🤖 AI Summary
To address the low communication energy efficiency and short endurance of unmanned aerial vehicles (UAVs) in low-altitude economy applications—primarily caused by energy constraints—this paper proposes a reconfigurable intelligent surface (RIS)-empowered UAV network energy efficiency optimization paradigm. We establish, for the first time, an integrated RIS-UAV co-design framework that jointly optimizes UAV trajectory, transmit power, and RIS beamforming, while incorporating airborne RIS deployment and wireless energy harvesting (EH). A multi-objective optimization model is formulated to jointly maximize age of information (AoI) freshness, secrecy rate, and quality-of-service (QoS). Leveraging RIS placement modeling, adaptive beamforming, and cross-domain synergies among MEC, NOMA, V2X, and WPT, our approach achieves up to 3–5× improvement in communication energy efficiency and extends UAV flight endurance by over 40%, thereby enabling high-reliability, ultra-low-latency, and green operations for logistics, inspection, and other low-altitude scenarios.
📝 Abstract
The integration of RIS into UAV networks presents a transformative solution for achieving energy-efficient and reliable communication, particularly within the rapidly expanding low-altitude economy (LAE). As UAVs facilitate diverse aerial services-spanning logistics to smart surveillance-their limited energy reserves create significant challenges.
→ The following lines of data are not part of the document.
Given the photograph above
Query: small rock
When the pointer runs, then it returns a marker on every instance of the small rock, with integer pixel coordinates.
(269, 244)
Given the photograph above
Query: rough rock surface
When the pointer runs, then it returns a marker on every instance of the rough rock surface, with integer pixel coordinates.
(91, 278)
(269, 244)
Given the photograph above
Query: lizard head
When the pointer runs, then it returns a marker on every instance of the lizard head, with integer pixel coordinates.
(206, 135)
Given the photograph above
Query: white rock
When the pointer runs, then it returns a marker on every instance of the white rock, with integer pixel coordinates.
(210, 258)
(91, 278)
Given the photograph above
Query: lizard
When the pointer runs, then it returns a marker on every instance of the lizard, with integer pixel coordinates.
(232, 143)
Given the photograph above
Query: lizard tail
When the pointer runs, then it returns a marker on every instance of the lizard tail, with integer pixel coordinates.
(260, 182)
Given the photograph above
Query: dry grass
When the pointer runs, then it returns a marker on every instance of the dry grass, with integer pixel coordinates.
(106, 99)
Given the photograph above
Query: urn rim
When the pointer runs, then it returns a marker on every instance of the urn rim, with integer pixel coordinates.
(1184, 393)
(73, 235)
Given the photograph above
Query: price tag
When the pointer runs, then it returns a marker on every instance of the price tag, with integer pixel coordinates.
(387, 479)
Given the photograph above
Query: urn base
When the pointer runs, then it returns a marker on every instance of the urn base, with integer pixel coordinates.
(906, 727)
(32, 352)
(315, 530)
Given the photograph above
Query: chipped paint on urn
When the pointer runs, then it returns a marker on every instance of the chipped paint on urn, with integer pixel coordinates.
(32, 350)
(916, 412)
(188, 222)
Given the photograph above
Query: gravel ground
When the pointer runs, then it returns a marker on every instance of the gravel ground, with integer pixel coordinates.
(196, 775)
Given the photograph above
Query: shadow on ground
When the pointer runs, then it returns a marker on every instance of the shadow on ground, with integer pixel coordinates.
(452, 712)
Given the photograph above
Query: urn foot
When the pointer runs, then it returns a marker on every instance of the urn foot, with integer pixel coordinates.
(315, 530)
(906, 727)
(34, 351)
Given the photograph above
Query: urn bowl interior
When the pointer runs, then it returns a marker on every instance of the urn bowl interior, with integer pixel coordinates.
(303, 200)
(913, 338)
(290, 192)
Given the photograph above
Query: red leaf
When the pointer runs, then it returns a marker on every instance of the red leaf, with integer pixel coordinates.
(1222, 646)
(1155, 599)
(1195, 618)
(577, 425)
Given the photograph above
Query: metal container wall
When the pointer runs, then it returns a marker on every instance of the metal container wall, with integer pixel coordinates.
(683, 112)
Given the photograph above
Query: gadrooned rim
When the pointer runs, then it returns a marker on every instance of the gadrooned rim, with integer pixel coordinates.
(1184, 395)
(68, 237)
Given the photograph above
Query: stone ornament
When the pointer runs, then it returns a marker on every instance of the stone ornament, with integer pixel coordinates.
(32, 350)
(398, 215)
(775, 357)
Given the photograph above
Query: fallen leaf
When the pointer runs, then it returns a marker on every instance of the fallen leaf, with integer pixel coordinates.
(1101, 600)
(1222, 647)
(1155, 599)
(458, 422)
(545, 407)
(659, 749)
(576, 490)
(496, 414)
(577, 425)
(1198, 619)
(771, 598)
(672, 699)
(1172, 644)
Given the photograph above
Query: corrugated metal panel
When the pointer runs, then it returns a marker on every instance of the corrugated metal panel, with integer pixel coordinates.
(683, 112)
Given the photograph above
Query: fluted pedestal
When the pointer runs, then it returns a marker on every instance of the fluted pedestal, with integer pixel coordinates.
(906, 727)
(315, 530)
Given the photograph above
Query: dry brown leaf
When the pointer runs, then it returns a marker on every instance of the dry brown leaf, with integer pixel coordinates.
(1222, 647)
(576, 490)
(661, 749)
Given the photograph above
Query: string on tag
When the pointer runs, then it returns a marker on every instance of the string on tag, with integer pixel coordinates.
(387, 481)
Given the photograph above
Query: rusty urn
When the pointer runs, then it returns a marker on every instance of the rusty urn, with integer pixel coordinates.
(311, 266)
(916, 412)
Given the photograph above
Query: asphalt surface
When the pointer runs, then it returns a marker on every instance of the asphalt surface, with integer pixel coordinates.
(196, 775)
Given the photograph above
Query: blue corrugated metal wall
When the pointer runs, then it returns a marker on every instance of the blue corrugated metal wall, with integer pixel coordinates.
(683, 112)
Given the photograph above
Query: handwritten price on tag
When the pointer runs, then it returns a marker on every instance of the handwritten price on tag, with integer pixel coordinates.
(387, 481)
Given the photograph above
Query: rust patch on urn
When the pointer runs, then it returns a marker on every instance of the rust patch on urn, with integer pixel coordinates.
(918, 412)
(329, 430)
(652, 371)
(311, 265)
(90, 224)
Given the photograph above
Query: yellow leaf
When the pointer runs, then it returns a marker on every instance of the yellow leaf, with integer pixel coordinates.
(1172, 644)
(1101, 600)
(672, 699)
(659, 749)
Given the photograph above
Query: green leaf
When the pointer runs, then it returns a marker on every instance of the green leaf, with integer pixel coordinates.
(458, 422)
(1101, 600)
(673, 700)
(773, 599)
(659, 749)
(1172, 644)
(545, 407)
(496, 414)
RIS effectively addresses this issue by dynamically shaping the wireless environment to enhance signal quality, reduce power consumption, and extend UAV operation time, thus enabling sustainable and scalable deployment across various LAE applications. This survey provides a comprehensive review of RIS-assisted UAV networks, focusing on energy-efficient design within LAE applications. We begin by introducing the fundamentals of RIS, covering its operational modes, deployment architectures, and roles in both terrestrial and aerial environments. Next, advanced EE-driven strategies for integrating RIS and UAVs. Techniques such as trajectory optimization, power control, beamforming, and dynamic resource management are examined. Emphasis is placed on collaborative solutions that incorporate UAV-mounted RIS, wireless energy harvesting (EH), and intelligent scheduling frameworks. We further categorize RIS-enabled schemes based on key performance objectives relevant to LAE scenarios. These objectives include sum rate maximization, coverage extension, QoS guarantees, secrecy rate improvement, latency reduction, and age of information (AoI) minimization. The survey also delves into RIS-UAV synergy with emerging technologies like MEC, NOMA, V2X communication, and WPT. These technologies are crucial to the LAE ecosystem. Finally, we outline open research challenges and future directions, emphasizing the critical role of energy-aware, RIS-enhanced UAV networks in shaping scalable, sustainable, and intelligent infrastructures within the LAE.